A difficulty with cultural arguments is that even if they are right, they are often quite vague. Vague arguments are easily abused by opportunists and easily rejected by hard-nosed analysts. One challenge for scholars then is to more precisely identify what work culture is doing, how cultural differences could complicate integration, and how these differences can be overcome.

An interesting attempt to do all this is a working paper by Luigi Guiso, Helios Herrera, and Massimo Morelli. The authors analyze a dynamic game in which economies can either converge to a “cheat and forgive” equilibrium or to a “responsible actions and commitment to punish otherwise” equilibrium. Greece and Germany are the prototypical examples of either. The authors use survey and experimental evidence to illustrate that Germans and Greeks indeed exhibit the behavioral traits associated with each equilibrium. So: Greeks are not just more likely to cheat but also more likely to forgive others who cheat. Germans will punish cheaters even if it is not in their self-interest to do so.

They then assume that leaders are constrained by the cultural norms of their respective societies. This allows them to analyze what happens when exogenous factors make a monetary union between heterogeneous economies  attractive. In the model, the likelihood of fiscal union (in response to an exogenous shock to the monetary union) is increasing in the degree of cultural heterogeneity. The welfare cost of excessive cheating by the Greeks and excessive punishment by the Germans cannot be addressed by retaining national sovereignty if heterogeneity (and the benefits of integration) are too large. That is: cultural heterogeneity should be an argument for increased centralization rather than against it; as is commonly posited. This is, of course, a highly stylized model but interesting nonetheless.
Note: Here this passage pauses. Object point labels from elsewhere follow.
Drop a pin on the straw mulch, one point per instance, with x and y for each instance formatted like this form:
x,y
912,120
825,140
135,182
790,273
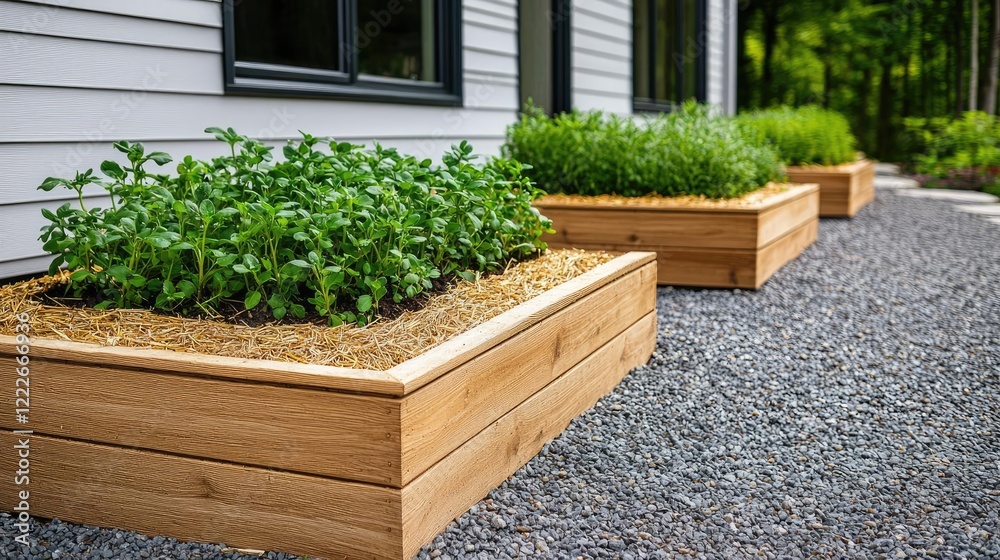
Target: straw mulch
x,y
379,345
749,200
genauer March 19, 2013 at 6:11 pm

The law is clear,

Maastricht , TFEU.

If reflects (social) justice and wisdom. The ESM has plugged all holes 9/7/2012.

Nobody gets a single cent credit without credible and enforcable payback.
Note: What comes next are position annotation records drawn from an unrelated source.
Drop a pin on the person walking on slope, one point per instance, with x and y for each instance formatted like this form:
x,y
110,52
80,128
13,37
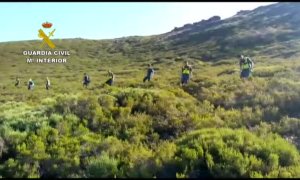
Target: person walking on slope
x,y
30,84
47,84
17,82
186,73
246,67
86,80
110,81
150,73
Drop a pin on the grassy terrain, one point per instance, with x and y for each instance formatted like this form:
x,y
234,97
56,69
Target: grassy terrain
x,y
217,126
If people want to commit economic suicide, their decision.

All this racist mongering against Germans will die out eventually.

Chaz March 20, 2013 at 6:26 am

The Greeks blame the Germans for not helping them. The Germans denounce the Greeks for demanding help they aren’t owed. Change Greeks to Cypriots or Spaniards as necessary. The real problem has nothing to do with Greek budgets or German stinginess, or national budget shortfalls at all. It is rooted in incompetently written euro treaties and ECB rules. Basically all the countries signed a treaty committing themselves to depressionary economic policies and prohibiting the ECB from guaranteeing deposits. But no one gets around to blaming the EU structure except a few fringe academics.

If one must pick a side then the Greeks are closer to the truth. The German government has a lot of influence in whether the ECB/EU move toward a real solution or not, and they seem to be pushing in the wrong direction. It’s not all Germans: he Dutch government is an extremely energetic sidekick, and the whole band of EU/ECB/IMF international technocrats is behaving very badly. But Merkel’s the heavyweight and she makes a good symbol for the austerity team. Plus you’ve got to cut the Greeks a little slack; they lost their jobs and there are neo-Nazis trying to take over the government. It’s hard to think clearly in those circumstances.

Unfortunately, whenever a German comes on to comment about this, all they see is Greek people demanding their money, so they come out of the discussion feeling even more justified than they went in. I urge you not to look at it that way.

In the short term there are really only two interventions that are needed: The ECB must guarantee all eurozone bank deposits and Germany, France, the Netherlands, etc. must adopt expansionary budgets (that is, budgets with spending far above tax intake, in order to stimulate their economies and the European economy overall). If those two things happened the banking crisis would end overnight and growth would be back within a year. That would be good for the German economy as well as for Greece, and it doesn’t require Germany to give money to anyone except Germany’s own residents.

P.S. I’m sorry for straying so far off topic, but I really wanted to address genauer’s comment.

Ronan Fitzgerald March 20, 2013 at 4:00 pm

Well Gideon Rachman would say that, breed as he is in the culure of class and race based triumphalism of the British upperclasses

Peter T March 21, 2013 at 8:55 pm

“Standards of probity in public life” vary quite noticeably within most countries – including the US. Don’t seem to be a major problem. And the definition of what is probity also seems to vary quite a lot.